В ту весну, в то лето они размышляли о будущем счастье — как они будут путешествовать от одной полуденной земли к другой, в конце концов возвращаясь в роскошное поместье к возможным идиллическим детям, потом на время входя в дипломатию или политику, чтобы свершить там нечто прекрасное и значительное, и, наконец, седовласой парой (восхитительно, шелковисто седовласой) они должны были купаться в своей немеркнущей славе, боготворимые буржуазией страны… Такие моменты обычно начинались со слов: «когда мы получим свои деньги»; и надежды их основывались больше на таких мечтах, чем на результатах все более беспорядочной, теряющей последние очертания жизни.
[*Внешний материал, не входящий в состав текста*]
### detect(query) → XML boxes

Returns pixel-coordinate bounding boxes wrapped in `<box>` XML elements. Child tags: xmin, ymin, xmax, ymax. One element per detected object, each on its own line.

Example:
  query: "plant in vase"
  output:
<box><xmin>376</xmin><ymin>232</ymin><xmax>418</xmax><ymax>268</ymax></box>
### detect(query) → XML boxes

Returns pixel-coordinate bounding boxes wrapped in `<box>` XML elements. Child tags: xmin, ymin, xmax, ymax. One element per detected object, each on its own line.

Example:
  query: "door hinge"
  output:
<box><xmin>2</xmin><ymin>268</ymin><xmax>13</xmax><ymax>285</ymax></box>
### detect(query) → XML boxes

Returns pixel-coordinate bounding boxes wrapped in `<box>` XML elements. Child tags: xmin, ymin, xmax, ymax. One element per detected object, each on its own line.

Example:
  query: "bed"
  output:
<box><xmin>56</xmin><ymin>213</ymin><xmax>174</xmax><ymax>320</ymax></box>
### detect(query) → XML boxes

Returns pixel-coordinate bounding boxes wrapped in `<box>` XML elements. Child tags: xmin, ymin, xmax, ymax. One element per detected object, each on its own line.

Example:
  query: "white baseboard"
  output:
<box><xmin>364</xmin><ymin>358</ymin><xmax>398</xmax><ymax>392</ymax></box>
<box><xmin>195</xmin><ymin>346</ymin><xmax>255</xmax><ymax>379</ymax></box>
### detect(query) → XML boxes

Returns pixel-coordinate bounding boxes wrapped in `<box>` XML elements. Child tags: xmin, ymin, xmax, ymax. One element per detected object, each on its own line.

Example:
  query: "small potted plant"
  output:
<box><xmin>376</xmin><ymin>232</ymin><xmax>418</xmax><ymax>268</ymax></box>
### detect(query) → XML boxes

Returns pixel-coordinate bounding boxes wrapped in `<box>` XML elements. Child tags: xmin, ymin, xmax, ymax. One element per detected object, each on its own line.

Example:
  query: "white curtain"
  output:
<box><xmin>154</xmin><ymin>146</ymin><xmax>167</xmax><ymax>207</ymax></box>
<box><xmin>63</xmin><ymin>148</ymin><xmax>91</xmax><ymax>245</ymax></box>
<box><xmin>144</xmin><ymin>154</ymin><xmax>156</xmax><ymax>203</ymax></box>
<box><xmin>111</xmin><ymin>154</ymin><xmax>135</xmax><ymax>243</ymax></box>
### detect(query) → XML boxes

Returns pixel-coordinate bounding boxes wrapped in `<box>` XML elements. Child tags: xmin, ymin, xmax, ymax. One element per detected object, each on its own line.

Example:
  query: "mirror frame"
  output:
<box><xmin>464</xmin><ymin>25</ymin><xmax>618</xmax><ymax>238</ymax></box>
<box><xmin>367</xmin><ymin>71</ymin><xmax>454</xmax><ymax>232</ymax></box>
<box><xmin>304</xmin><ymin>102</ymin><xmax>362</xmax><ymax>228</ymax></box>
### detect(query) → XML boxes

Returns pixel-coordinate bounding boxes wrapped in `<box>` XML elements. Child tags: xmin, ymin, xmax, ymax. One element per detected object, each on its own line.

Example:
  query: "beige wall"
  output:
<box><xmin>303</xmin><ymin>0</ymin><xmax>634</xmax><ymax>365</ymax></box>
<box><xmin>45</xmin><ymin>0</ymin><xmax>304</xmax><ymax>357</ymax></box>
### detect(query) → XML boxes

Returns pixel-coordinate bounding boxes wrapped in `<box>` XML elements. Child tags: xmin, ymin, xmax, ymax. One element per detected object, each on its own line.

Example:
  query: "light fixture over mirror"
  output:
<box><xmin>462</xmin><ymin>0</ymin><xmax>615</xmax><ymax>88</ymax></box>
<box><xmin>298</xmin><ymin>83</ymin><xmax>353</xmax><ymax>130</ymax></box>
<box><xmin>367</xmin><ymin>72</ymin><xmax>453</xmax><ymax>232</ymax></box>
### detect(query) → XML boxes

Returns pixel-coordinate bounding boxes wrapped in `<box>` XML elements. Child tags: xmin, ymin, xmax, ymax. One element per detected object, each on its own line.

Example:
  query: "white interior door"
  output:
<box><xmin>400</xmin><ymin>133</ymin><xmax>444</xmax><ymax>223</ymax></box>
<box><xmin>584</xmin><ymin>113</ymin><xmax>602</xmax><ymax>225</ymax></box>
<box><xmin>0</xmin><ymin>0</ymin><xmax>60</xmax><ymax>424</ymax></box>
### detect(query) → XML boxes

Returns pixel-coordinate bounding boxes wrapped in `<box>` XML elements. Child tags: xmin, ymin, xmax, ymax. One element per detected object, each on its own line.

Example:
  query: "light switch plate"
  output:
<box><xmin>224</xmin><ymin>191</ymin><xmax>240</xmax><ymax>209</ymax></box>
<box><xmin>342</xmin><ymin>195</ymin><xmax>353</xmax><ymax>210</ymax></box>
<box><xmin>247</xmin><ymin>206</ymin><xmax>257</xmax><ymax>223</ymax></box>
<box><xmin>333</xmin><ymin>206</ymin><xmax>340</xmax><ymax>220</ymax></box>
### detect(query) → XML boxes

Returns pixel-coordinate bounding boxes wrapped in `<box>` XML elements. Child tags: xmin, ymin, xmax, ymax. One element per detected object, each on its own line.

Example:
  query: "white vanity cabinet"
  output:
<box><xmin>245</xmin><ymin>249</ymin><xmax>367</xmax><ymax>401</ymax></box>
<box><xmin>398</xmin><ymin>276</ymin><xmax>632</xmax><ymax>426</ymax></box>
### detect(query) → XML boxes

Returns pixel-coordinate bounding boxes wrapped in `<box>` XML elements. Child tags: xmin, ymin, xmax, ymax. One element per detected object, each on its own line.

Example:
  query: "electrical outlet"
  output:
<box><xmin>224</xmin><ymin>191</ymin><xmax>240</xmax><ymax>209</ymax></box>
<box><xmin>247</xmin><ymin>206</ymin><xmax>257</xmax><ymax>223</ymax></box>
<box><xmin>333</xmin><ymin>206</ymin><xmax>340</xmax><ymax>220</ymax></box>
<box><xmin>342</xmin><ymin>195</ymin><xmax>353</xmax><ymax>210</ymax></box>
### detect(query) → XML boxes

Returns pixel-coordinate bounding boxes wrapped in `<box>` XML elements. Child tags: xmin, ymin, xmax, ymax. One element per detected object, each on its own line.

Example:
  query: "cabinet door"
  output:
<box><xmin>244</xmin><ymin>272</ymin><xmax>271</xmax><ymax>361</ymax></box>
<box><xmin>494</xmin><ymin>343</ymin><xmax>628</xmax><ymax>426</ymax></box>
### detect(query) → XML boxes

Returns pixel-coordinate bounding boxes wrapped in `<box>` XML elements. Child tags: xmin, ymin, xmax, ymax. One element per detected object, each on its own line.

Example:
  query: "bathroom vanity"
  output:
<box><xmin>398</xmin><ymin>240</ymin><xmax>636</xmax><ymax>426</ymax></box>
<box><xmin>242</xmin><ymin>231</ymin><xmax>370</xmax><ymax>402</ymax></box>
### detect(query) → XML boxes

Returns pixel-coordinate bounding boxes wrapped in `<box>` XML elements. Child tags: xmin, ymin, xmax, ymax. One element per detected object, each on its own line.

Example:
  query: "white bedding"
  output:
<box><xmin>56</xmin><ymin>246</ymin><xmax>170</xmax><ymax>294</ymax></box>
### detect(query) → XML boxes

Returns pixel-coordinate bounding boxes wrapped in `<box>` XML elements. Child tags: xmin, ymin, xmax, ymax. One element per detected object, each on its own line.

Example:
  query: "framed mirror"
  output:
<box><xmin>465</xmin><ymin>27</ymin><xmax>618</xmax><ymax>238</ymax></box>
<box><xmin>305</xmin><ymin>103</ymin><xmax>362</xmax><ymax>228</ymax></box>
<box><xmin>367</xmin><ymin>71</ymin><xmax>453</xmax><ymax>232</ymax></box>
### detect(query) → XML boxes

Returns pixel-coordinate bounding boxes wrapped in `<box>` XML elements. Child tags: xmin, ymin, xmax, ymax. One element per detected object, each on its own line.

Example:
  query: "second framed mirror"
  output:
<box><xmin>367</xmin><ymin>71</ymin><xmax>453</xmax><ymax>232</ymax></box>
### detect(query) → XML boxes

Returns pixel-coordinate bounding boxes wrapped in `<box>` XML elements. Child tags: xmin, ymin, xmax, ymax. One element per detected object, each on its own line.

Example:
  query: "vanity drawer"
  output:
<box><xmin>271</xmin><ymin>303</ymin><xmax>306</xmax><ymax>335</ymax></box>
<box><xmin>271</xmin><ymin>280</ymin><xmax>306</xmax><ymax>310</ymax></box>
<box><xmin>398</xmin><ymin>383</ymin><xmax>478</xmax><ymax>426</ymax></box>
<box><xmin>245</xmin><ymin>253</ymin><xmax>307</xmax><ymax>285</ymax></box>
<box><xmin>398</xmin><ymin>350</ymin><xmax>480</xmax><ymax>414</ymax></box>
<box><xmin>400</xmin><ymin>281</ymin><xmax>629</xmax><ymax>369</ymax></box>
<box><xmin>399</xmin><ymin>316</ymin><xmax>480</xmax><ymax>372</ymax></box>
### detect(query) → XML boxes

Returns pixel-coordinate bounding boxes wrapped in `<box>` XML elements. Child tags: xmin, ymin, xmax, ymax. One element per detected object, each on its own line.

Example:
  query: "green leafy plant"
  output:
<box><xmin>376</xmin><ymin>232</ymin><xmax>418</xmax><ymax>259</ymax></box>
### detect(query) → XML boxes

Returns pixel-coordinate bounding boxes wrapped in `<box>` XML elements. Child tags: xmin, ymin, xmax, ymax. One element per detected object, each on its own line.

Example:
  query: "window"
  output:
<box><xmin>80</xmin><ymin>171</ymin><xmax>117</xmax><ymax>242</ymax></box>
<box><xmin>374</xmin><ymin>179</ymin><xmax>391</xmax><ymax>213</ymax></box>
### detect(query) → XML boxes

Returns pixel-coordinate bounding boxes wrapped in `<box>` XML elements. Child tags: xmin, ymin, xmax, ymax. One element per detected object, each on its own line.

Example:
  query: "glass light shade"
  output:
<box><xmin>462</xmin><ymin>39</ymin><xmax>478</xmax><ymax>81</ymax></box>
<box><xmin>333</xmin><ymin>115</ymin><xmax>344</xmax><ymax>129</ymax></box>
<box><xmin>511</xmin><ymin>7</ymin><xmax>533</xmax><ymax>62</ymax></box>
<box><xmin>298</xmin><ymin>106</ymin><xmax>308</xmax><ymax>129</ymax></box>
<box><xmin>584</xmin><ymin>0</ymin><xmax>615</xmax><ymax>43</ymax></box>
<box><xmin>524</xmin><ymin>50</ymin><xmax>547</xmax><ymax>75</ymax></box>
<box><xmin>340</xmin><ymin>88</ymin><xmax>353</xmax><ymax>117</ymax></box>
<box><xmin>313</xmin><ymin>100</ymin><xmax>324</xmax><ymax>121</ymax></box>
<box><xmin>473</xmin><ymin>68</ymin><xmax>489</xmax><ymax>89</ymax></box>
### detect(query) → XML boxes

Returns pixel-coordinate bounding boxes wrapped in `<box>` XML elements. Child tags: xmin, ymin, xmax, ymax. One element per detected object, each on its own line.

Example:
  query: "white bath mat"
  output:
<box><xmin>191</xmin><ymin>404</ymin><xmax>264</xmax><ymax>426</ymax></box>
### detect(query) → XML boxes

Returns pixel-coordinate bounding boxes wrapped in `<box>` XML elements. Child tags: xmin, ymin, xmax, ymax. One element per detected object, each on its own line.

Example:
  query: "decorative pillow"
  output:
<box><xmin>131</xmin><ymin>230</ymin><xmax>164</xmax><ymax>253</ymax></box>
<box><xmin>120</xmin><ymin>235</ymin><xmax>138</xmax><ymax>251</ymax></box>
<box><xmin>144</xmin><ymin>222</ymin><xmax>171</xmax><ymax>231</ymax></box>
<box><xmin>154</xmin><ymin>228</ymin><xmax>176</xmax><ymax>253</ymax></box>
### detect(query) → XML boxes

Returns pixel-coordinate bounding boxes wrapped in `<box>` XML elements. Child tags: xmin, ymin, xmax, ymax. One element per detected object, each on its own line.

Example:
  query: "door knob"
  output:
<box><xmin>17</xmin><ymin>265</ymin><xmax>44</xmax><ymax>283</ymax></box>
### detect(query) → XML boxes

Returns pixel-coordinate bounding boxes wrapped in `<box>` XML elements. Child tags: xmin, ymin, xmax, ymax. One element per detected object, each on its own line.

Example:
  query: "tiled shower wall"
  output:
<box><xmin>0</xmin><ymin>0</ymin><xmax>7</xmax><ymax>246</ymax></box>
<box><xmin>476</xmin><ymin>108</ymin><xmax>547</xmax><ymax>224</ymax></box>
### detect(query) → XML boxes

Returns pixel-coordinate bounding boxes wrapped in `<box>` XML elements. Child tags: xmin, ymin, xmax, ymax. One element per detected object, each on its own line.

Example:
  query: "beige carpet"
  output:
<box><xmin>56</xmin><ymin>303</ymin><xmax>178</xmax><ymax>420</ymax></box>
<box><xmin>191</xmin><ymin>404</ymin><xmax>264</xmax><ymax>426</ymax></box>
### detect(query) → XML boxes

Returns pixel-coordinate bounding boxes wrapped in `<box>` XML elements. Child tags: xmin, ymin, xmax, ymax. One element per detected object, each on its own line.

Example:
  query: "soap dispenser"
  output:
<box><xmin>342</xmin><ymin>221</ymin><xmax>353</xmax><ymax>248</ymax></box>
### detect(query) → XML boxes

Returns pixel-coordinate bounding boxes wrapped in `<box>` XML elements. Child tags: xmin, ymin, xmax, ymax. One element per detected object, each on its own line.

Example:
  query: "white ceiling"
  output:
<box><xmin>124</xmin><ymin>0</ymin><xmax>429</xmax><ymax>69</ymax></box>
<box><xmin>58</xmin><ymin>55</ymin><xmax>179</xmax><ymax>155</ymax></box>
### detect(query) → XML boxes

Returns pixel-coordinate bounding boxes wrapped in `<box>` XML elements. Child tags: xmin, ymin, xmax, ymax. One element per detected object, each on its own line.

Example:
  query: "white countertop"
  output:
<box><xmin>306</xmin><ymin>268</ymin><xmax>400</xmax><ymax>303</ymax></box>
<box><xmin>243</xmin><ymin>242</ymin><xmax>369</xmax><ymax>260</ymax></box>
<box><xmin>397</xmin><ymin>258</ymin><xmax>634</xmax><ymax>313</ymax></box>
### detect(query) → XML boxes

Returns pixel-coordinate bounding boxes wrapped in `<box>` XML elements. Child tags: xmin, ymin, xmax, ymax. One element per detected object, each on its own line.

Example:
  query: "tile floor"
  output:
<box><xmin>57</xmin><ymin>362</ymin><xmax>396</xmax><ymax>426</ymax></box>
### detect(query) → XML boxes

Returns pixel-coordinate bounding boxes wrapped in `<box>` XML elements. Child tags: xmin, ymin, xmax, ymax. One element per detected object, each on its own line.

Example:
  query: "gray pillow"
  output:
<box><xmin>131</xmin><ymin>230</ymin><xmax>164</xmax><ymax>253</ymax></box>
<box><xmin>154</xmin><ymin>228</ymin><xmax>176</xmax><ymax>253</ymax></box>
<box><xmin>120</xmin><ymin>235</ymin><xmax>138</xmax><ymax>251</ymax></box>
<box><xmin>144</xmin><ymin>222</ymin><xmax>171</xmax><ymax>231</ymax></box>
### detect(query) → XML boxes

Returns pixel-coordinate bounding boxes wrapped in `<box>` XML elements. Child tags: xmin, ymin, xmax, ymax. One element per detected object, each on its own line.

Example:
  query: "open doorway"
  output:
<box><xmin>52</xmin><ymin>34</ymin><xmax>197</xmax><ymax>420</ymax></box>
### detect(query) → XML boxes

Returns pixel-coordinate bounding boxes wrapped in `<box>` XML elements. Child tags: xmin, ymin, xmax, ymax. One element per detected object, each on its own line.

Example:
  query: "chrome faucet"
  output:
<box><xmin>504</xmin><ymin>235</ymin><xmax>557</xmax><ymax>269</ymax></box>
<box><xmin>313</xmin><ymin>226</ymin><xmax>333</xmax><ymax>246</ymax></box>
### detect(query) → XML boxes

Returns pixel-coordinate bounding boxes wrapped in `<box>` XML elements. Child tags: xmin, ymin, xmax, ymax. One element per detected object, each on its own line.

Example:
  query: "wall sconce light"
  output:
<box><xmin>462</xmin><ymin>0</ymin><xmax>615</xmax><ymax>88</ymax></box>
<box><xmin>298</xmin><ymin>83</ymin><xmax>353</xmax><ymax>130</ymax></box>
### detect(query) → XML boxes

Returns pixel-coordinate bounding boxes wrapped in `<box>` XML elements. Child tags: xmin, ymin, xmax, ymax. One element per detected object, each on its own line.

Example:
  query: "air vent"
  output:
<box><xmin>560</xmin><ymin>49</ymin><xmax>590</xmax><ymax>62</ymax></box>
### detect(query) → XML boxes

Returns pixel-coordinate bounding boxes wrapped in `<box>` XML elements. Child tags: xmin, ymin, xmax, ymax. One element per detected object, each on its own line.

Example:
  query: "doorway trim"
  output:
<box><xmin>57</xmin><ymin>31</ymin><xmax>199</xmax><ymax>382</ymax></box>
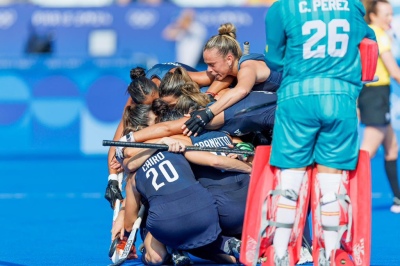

Безрадостными утрами, когда все остроты прошлой ночи ссыхались до банального похабства, лишенного всякого достоинства, они могли, скорее по привычке, извлечь на свет божий эту связку общих надежд и перетряхнуть их, потом улыбнуться друг другу и, сведя весь предмет разговора к лаконичному, тем не менее искреннему, ницшеанизму Глории, упрямо повторить: «А, все равно!»